Girls Don’t Need To Wear Pink To Make You Feel Comfortable

big strong boy cute little girlHaving boy-girl twins is a great way to get a first-hand view of how differently people treat children based on their gender. (It’s also a great way to work out an approach to explaining that no, your different-sex twins are not and cannot possibly be identical without making the person who asked feel like an idiot.) I’m always surprised by how many complete strangers at Target or the grocery store have something to say about my kids – and about how they’re dressed.

I’m not a person who wears a lot of pink, and the way I dress my daughter reflects that. She wears pink sometimes, of course, and purple, and also blue and green and red and orange. She wears lots of different colors of clothing, because she is a human person, and not a strawberry-flavored Popsicle. (She is a very small person, so I understand that there may be some confusion on this point.) This fact really bothers some people sometimes, though.

For example, when I dropped the kids off at the gym’s child watch a week ago, the worker who generally recognizes us by face greeted my daughter using my son’s name. When I corrected her, she did a double take, and said, “Oh – she’s wearing blue today?! Are you trying to confuse everyone?” Well, I was trying to dress my kids in something that wasn’t coated in applesauce from lunch, but okay. Or the people at Target who exclaimed over my adorable ‘twin boys’ and were shocked when I corrected them (which I usually don’t do, for pretty much this reason). Then they insisted I need to get my daughter some pink headbands and some other sparkly-poo accessories ‘so people can see how pretty she is’. I politely declined, because what they really meant was ‘so people can see what gender she is, which is the most important thing about a person, obviously’. Er, no.

It’s cool if you want to dress your own kids in pink – sometimes I like to do that, too! My daughter happens to look adorable in her pink-striped birthday outfit, as well as the pink sweater-dress she got as a gift from her grandma.
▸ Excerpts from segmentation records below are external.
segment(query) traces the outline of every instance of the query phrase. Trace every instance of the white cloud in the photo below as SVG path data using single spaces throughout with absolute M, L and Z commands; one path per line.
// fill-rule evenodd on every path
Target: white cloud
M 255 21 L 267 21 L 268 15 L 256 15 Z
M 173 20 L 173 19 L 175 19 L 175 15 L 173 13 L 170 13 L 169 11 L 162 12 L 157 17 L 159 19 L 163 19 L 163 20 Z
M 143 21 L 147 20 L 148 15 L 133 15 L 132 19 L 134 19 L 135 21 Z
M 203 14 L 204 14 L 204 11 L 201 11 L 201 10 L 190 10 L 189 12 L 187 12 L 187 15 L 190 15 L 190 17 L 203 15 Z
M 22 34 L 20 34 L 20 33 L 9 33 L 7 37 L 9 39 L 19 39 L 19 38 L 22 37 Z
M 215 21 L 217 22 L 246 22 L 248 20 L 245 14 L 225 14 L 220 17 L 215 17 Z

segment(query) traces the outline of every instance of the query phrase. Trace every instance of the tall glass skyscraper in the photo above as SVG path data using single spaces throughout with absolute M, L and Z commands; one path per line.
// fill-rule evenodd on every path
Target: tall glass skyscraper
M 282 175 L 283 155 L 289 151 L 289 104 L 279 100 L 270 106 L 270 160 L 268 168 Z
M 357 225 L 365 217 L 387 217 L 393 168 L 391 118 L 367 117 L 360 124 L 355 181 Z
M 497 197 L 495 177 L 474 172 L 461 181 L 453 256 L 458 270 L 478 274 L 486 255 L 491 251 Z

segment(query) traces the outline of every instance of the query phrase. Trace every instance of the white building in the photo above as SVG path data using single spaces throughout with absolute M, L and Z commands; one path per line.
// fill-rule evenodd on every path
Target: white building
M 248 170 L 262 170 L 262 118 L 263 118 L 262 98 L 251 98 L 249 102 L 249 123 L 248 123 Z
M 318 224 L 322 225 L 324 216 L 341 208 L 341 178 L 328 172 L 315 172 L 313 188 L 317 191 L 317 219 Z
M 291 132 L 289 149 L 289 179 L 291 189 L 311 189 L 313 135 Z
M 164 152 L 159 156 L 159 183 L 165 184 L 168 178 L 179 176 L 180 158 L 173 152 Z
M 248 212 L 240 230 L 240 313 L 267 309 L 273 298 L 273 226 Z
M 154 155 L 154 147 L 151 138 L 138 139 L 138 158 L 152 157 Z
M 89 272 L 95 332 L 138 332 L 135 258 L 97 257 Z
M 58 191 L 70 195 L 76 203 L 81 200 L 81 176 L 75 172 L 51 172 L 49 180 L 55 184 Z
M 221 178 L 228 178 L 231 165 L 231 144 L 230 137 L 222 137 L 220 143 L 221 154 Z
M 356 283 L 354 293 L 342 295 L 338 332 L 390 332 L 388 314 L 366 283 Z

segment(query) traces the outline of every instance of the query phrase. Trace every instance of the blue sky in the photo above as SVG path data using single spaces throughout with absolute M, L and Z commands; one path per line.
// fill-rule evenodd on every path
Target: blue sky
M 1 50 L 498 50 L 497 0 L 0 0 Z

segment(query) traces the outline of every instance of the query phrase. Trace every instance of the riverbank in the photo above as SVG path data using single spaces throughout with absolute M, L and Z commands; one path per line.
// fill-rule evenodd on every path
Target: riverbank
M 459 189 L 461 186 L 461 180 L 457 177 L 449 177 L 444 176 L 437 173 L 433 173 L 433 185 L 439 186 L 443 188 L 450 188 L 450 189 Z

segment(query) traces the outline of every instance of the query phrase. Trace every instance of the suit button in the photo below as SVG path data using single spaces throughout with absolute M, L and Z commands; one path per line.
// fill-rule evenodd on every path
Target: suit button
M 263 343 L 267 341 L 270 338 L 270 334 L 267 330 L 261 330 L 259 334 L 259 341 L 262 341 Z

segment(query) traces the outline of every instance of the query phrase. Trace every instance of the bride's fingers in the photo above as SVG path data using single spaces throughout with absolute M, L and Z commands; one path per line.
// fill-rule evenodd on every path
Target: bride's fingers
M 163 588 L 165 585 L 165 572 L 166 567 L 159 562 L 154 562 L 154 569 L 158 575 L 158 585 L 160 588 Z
She also, as it happens, looks adorable in her red-and-black plaid fleece and her blue Star Wars t-shirt. (I may be a little biased, but I think she looked adorable in, well, pretty much anything.) So if what’s inside my kids’ diapers is of such paramount concern to you, I have a better suggestion than ‘clearly demarcate their gender for strangers’. My idea is: if a little girl wearing green or a little boy wearing purple bothers you this much, maybe just stay home and order your groceries from Amazon.
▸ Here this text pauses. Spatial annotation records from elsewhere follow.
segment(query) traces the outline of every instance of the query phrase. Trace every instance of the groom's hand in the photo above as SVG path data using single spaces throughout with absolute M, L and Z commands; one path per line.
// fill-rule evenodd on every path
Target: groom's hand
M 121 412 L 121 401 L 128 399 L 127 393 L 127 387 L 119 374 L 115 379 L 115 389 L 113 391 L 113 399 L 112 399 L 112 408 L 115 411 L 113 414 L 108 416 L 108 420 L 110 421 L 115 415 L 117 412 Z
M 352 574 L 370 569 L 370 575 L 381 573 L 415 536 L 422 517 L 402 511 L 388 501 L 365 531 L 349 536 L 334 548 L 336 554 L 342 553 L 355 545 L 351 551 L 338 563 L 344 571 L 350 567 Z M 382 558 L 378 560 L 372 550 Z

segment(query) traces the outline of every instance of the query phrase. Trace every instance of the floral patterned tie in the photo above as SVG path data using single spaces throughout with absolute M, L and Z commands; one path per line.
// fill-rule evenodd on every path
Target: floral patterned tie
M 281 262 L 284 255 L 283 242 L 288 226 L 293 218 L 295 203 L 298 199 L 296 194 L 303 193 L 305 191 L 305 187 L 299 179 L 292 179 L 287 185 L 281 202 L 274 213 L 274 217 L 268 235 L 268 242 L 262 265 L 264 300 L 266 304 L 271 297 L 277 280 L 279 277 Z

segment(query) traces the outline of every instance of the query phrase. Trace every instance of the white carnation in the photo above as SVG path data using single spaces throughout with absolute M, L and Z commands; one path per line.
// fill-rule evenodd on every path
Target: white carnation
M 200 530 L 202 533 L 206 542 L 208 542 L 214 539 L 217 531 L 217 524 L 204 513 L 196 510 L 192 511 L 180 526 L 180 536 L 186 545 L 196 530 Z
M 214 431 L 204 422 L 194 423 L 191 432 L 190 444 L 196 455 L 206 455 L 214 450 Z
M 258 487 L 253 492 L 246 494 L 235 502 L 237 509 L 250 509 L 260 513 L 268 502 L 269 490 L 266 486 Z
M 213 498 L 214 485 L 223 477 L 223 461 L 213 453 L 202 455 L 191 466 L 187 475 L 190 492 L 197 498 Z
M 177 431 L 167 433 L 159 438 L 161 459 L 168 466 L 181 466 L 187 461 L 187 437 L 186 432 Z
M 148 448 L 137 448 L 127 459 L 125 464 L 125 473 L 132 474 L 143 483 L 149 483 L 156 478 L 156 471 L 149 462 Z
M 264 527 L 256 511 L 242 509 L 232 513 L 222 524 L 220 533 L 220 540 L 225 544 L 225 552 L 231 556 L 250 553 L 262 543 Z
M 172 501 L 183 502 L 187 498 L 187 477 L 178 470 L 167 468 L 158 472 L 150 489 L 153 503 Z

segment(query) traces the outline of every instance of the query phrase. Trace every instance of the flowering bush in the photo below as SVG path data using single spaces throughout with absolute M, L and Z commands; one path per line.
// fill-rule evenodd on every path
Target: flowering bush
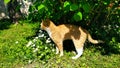
M 54 55 L 54 44 L 51 43 L 51 39 L 47 34 L 39 30 L 37 36 L 28 42 L 26 47 L 31 48 L 34 57 L 47 61 L 52 55 Z

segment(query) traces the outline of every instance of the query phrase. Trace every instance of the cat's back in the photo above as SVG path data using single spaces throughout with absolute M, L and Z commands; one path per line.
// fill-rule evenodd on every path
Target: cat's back
M 60 29 L 79 29 L 79 26 L 71 25 L 71 24 L 61 24 L 57 26 Z

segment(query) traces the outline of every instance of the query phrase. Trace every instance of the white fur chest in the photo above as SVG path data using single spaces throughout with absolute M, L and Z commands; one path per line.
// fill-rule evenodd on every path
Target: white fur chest
M 51 33 L 50 28 L 46 28 L 46 31 L 47 31 L 47 33 L 49 34 L 49 36 L 52 38 L 52 33 Z

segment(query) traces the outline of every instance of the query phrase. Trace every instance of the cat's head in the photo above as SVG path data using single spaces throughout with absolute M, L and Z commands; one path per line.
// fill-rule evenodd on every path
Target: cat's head
M 46 28 L 48 28 L 50 26 L 50 22 L 51 22 L 51 20 L 49 20 L 49 19 L 42 20 L 41 29 L 45 30 Z

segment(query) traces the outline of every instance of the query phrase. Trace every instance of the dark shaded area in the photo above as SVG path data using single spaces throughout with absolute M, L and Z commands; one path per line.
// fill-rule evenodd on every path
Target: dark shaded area
M 0 30 L 8 29 L 11 25 L 11 21 L 9 19 L 0 20 Z
M 10 20 L 13 23 L 18 24 L 18 20 L 22 17 L 22 13 L 20 12 L 20 4 L 17 0 L 10 0 L 8 3 L 8 13 Z

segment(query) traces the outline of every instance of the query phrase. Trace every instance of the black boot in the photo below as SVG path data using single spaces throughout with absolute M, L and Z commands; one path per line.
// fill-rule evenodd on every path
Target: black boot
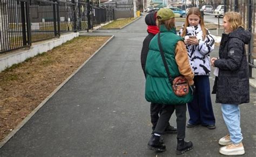
M 169 125 L 166 126 L 166 128 L 165 128 L 165 130 L 164 131 L 164 133 L 165 134 L 167 134 L 167 133 L 177 133 L 177 128 Z
M 165 151 L 165 145 L 160 142 L 160 136 L 152 134 L 149 143 L 147 143 L 147 148 L 152 151 Z
M 182 154 L 192 149 L 193 149 L 193 144 L 192 142 L 186 142 L 184 141 L 184 139 L 178 139 L 176 154 Z

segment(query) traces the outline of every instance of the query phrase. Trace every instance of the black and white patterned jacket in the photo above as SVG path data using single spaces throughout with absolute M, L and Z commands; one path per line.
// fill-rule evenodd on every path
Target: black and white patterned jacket
M 179 31 L 178 34 L 181 35 L 184 26 Z M 211 66 L 210 53 L 214 48 L 214 39 L 206 29 L 206 35 L 203 40 L 203 31 L 201 26 L 187 27 L 185 39 L 190 35 L 196 35 L 199 40 L 198 45 L 186 45 L 187 53 L 190 58 L 190 66 L 195 75 L 210 75 Z

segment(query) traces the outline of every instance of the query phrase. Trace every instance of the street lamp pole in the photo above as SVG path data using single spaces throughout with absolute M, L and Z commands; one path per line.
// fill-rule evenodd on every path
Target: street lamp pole
M 142 0 L 143 1 L 143 12 L 144 12 L 144 10 L 145 10 L 145 0 Z

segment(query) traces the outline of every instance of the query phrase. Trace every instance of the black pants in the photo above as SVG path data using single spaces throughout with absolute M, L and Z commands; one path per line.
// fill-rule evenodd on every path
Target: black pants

As an adult woman with short hair and a tendency to go makeup-free, my black-and-blue winter jacket has gotten me called ‘sir’ more than once. If you don’t think I should be required to leave the house in an all-pink ensemble or with a big flowered headband embedded in my ‘do, then why does it matter whether or not my child is gendered for your convenience? (If you do think I should be required to conspicuously identify as female when in public, you may be a Duggar, in which case I don’t think I can help you.)
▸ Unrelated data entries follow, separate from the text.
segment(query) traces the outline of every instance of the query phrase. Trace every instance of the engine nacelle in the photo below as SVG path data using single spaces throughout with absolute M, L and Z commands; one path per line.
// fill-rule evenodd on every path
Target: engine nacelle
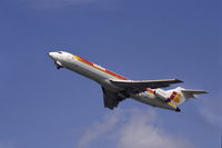
M 162 101 L 168 101 L 168 96 L 165 95 L 165 92 L 161 89 L 157 89 L 154 91 L 154 96 L 158 98 L 158 99 L 161 99 Z

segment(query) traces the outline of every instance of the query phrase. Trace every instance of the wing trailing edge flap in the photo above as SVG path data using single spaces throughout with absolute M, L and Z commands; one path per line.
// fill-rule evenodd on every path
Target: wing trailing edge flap
M 165 79 L 165 80 L 110 80 L 113 85 L 122 88 L 137 88 L 144 91 L 147 88 L 164 88 L 170 85 L 183 82 L 179 79 Z
M 120 97 L 118 93 L 112 92 L 103 87 L 102 87 L 102 92 L 103 92 L 104 107 L 109 109 L 114 109 L 115 107 L 118 107 L 120 101 L 125 99 Z

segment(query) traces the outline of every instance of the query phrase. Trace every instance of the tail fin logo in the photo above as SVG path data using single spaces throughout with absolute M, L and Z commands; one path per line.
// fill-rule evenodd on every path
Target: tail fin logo
M 180 98 L 182 97 L 181 93 L 178 93 L 175 91 L 172 92 L 172 95 L 170 96 L 170 99 L 173 100 L 176 103 L 180 103 Z

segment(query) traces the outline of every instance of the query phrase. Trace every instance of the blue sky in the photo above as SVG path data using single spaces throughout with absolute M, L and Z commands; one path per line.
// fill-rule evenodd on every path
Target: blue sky
M 222 126 L 219 0 L 1 0 L 0 148 L 218 148 Z M 173 112 L 57 70 L 49 51 L 131 79 L 209 90 Z M 174 86 L 176 87 L 176 86 Z

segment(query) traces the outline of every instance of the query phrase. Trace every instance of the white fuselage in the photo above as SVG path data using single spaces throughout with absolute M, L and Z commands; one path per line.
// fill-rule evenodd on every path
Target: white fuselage
M 124 79 L 127 78 L 117 75 L 108 69 L 104 69 L 95 63 L 89 62 L 78 56 L 73 56 L 71 53 L 60 51 L 60 52 L 50 52 L 49 56 L 53 59 L 57 66 L 67 68 L 71 71 L 78 72 L 91 80 L 94 80 L 102 87 L 113 91 L 118 92 L 122 88 L 119 88 L 110 82 L 110 80 L 113 79 Z M 152 91 L 152 89 L 150 89 Z M 140 93 L 130 93 L 130 98 L 144 102 L 147 105 L 153 106 L 153 107 L 160 107 L 165 108 L 170 110 L 174 110 L 175 108 L 169 106 L 168 103 L 164 103 L 160 99 L 158 99 L 153 93 L 150 93 L 149 91 L 140 92 Z

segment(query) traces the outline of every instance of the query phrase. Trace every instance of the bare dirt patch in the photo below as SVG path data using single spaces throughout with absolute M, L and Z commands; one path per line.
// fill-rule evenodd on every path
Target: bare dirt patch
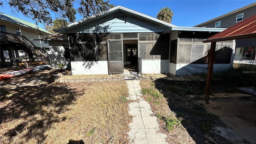
M 218 83 L 218 82 L 216 82 Z M 204 82 L 158 79 L 141 82 L 142 96 L 158 117 L 162 130 L 173 144 L 232 144 L 212 132 L 214 126 L 225 127 L 218 116 L 204 106 Z M 221 92 L 214 83 L 212 91 Z

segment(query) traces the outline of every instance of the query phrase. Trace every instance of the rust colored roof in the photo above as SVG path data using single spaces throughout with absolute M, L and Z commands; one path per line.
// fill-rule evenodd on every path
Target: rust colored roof
M 203 42 L 214 42 L 251 38 L 256 38 L 256 15 L 238 22 L 203 41 Z

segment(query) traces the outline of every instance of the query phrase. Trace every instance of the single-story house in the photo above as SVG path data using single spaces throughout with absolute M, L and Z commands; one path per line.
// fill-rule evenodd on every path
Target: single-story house
M 55 30 L 68 38 L 47 40 L 53 65 L 70 63 L 72 74 L 133 66 L 140 74 L 191 75 L 207 72 L 202 58 L 210 44 L 202 40 L 225 29 L 179 27 L 118 6 Z M 232 66 L 235 41 L 217 45 L 215 72 Z

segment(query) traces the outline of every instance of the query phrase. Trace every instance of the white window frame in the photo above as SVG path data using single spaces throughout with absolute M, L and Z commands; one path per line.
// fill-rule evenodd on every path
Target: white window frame
M 241 20 L 240 21 L 238 21 L 237 20 L 238 18 L 240 18 L 241 17 L 239 17 L 239 18 L 238 18 L 237 17 L 239 15 L 241 15 L 241 14 L 242 15 L 242 20 Z M 242 21 L 243 21 L 243 20 L 244 20 L 244 13 L 240 14 L 238 14 L 238 15 L 236 15 L 236 22 L 242 22 Z
M 216 26 L 216 24 L 217 24 L 217 23 L 220 22 L 220 26 Z M 220 28 L 220 24 L 221 23 L 221 21 L 220 20 L 219 21 L 217 22 L 215 22 L 215 25 L 214 25 L 214 27 L 215 28 Z

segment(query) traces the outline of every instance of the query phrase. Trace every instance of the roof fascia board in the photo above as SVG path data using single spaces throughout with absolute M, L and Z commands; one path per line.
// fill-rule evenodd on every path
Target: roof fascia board
M 104 17 L 105 16 L 107 16 L 111 14 L 112 13 L 114 13 L 115 12 L 115 11 L 118 12 L 118 11 L 120 11 L 120 10 L 121 11 L 123 11 L 123 12 L 125 12 L 128 13 L 131 13 L 131 14 L 134 14 L 139 16 L 145 18 L 150 20 L 157 22 L 157 23 L 165 25 L 167 27 L 177 26 L 173 24 L 169 24 L 168 22 L 164 22 L 162 20 L 160 20 L 156 18 L 154 18 L 151 16 L 147 16 L 145 14 L 130 10 L 129 9 L 123 7 L 122 6 L 117 6 L 114 8 L 110 9 L 106 11 L 101 12 L 99 14 L 96 14 L 95 15 L 91 16 L 87 18 L 85 18 L 82 20 L 78 20 L 76 22 L 74 22 L 67 26 L 58 28 L 56 30 L 55 30 L 55 31 L 57 32 L 65 32 L 66 31 L 64 30 L 64 29 L 68 29 L 68 28 L 70 28 L 71 27 L 74 27 L 75 26 L 78 25 L 79 25 L 79 24 L 82 24 L 82 23 L 85 22 L 90 22 L 90 21 L 94 20 L 94 19 L 95 18 L 96 18 L 97 17 L 98 17 L 97 18 L 100 18 Z
M 233 11 L 232 11 L 232 12 L 229 12 L 228 13 L 226 13 L 226 14 L 223 14 L 222 15 L 221 15 L 220 16 L 218 16 L 218 17 L 216 17 L 215 18 L 213 18 L 213 19 L 212 19 L 211 20 L 209 20 L 207 21 L 206 21 L 205 22 L 203 22 L 202 23 L 201 23 L 200 24 L 198 24 L 198 25 L 197 25 L 196 26 L 194 26 L 194 27 L 198 27 L 198 26 L 201 26 L 202 25 L 204 25 L 204 24 L 207 24 L 208 23 L 209 23 L 209 22 L 212 22 L 214 21 L 214 20 L 218 20 L 218 19 L 223 18 L 223 17 L 225 17 L 226 16 L 228 16 L 229 15 L 233 14 L 234 13 L 235 13 L 236 12 L 239 12 L 239 11 L 241 11 L 241 10 L 245 10 L 245 9 L 246 9 L 246 8 L 250 8 L 250 7 L 251 7 L 252 6 L 256 6 L 256 2 L 254 2 L 253 3 L 252 3 L 252 4 L 250 4 L 249 5 L 248 5 L 247 6 L 244 6 L 243 7 L 241 8 L 238 8 L 238 9 L 236 9 L 236 10 L 233 10 Z
M 204 43 L 210 42 L 217 42 L 224 40 L 237 40 L 239 39 L 248 38 L 256 38 L 256 33 L 247 34 L 246 34 L 240 35 L 236 36 L 232 36 L 224 38 L 213 38 L 209 40 L 203 40 L 202 42 Z
M 183 30 L 198 32 L 220 32 L 226 29 L 226 28 L 198 28 L 190 27 L 176 27 L 172 28 L 171 30 Z
M 52 41 L 52 40 L 68 40 L 68 38 L 40 38 L 40 39 L 31 39 L 31 40 L 47 40 L 47 41 Z

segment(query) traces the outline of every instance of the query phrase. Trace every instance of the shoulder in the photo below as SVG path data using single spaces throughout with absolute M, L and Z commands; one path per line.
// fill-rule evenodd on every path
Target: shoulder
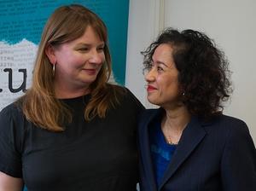
M 252 142 L 247 124 L 237 118 L 219 115 L 212 119 L 209 125 L 205 126 L 207 132 L 224 139 L 224 142 Z
M 20 107 L 17 105 L 16 102 L 13 102 L 4 108 L 0 113 L 0 118 L 11 118 L 17 115 L 22 115 Z
M 139 126 L 146 126 L 151 121 L 161 116 L 163 110 L 158 109 L 145 109 L 139 116 Z
M 215 126 L 230 133 L 240 133 L 248 130 L 247 125 L 243 120 L 223 114 L 216 117 L 213 119 L 213 124 Z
A couple weeks ago, I took the kids to Target for some diapers again. My son was wearing a pink cupcake onesie that I happen to adore (his pre-birth nickname was ‘Cupcake’ while his sister’s was ‘Muffin’; don’t judge me) – his sister, meanwhile, was wearing a green-and-brown monkey shirt. “What a sweet little thing!” said the person standing behind us in the checkout line, pointing at my son. “And who’s this big strong fella?” she asked my daughter. Thank you, random stranger. My thoughts exactly.